The books are a good value and the literary content is quality. So, if you can tolerate the many references to following the goddess and God/Christ/Mary, the conflict that arose because of opposing views, as well as character guilt that comes when not doing so with the true devotion of a follower of either camp, then I can recommend this book.
At close to 900 pages and 51 hours, this book is something of a daunting endeavor, but I can assure you the ending makes it worth it. Indeed, the ending has as much power as it does BECAUSE so much time and space is devoting to constructing Arthur's Britain. I highly recommend this book. Truly a seminal piece of work in feminist fantasy, but also in Arthurian adaptions.
I loved reading the book. But listening to it gave it life. I can truly say that this book was a better listen than read.
What I loved the best was the whole atmosphere that continues throughout the book. It's calm and serene, even in the most tumultuous parts. You can feel from the very beginning, the mysticism of the place and people. Davina Porter's voice is perfect for that calmness. Her character voices are superb, and you can sometimes forget that you're listening to just one person!
Well, of course, my favorite character was Morgaine because she is the one that you are right there with throughout the book. We hear her innermost thoughts, and so we cannot help but be on her side! She is mystical and powerful, even in the times she thinks she is not. Now, on the other side of things, the character I loved to hate was Guinevere! She was so bratty, selfish, and shallow! Everytime we heard things from her point of view, I really wished someone would just push her off a cliff.

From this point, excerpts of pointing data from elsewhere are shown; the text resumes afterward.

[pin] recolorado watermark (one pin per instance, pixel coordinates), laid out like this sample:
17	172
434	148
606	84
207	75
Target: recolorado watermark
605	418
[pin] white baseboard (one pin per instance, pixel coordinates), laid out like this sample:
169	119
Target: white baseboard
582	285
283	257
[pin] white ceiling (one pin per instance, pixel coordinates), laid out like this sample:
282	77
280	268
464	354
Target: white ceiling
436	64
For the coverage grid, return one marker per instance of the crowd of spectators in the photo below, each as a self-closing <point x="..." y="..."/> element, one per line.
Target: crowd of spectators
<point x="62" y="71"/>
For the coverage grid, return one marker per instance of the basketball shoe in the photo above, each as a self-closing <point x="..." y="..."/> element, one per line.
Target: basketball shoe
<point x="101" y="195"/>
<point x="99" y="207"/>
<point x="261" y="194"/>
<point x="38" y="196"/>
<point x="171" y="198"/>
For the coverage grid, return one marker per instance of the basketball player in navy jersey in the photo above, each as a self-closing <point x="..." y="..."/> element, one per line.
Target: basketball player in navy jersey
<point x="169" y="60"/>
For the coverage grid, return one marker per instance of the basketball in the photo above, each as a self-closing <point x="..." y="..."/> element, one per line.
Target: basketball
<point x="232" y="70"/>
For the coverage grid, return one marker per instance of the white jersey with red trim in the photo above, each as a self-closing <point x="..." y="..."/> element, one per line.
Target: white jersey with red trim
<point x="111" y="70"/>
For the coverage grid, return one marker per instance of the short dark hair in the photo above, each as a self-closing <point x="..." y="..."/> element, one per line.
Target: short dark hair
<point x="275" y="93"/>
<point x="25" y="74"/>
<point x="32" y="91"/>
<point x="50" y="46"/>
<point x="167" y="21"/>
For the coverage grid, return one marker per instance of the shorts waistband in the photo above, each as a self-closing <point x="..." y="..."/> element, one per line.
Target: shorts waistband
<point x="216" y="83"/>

The parts of the book that really stuck with me for some reason were the very first two paragraphs, when Morgaine says,
"In my time I have been called many things: sister, lover, wise-woman, queen."
All the way through to,
"And now, when the world has changed and Arthur - my brother, my lover, king who was, and king who shall be - lies dead (the common folk say sleeping) in the Holy Isle of Avalon, the tale should be told as it was before the priests of the White Christ came to cover it all with their saints and legends."
I think it completely sets the tone for the entire book, and Davina Porter's voice really brings it to life.
I didn't have any extreme reactions to this book, mostly because even the sad parts were cloaked in mystery and sereneness. You sort of glide through from beginning to end in an enchanted haze. It was different!
Before listening to this book, I had already listened to the entire Outlander series, which Davina Porter also narrated. Each audiobook is very long, so in total, I'd listened to about 326 hours of Davina telling the Outlander tale. I was craving more of Outlander after that, so I looked at what else she had narrated. The Mists of Avalon caught my eye, and even though I was hoping the narration would remind me of Outlander, it didn't! Her voice wasn't that different, but I found that I never thought about Outlander while listening to this book! That, to me, was an impressive thing! I was sucked in by the story, and not just the voice.
I love literary fiction and I occasionally delve into non-fiction. I love books that are suspenseful and am really into well-told stories.
Wow. I was so disappointed with this book as an audio book. I haven't read it since I was young, but I remember loving it so much that I could barely but it down.
I don't think it is produced or directed well. There is nothing wrong with the source material, so it isn't that. This just failed to grab me.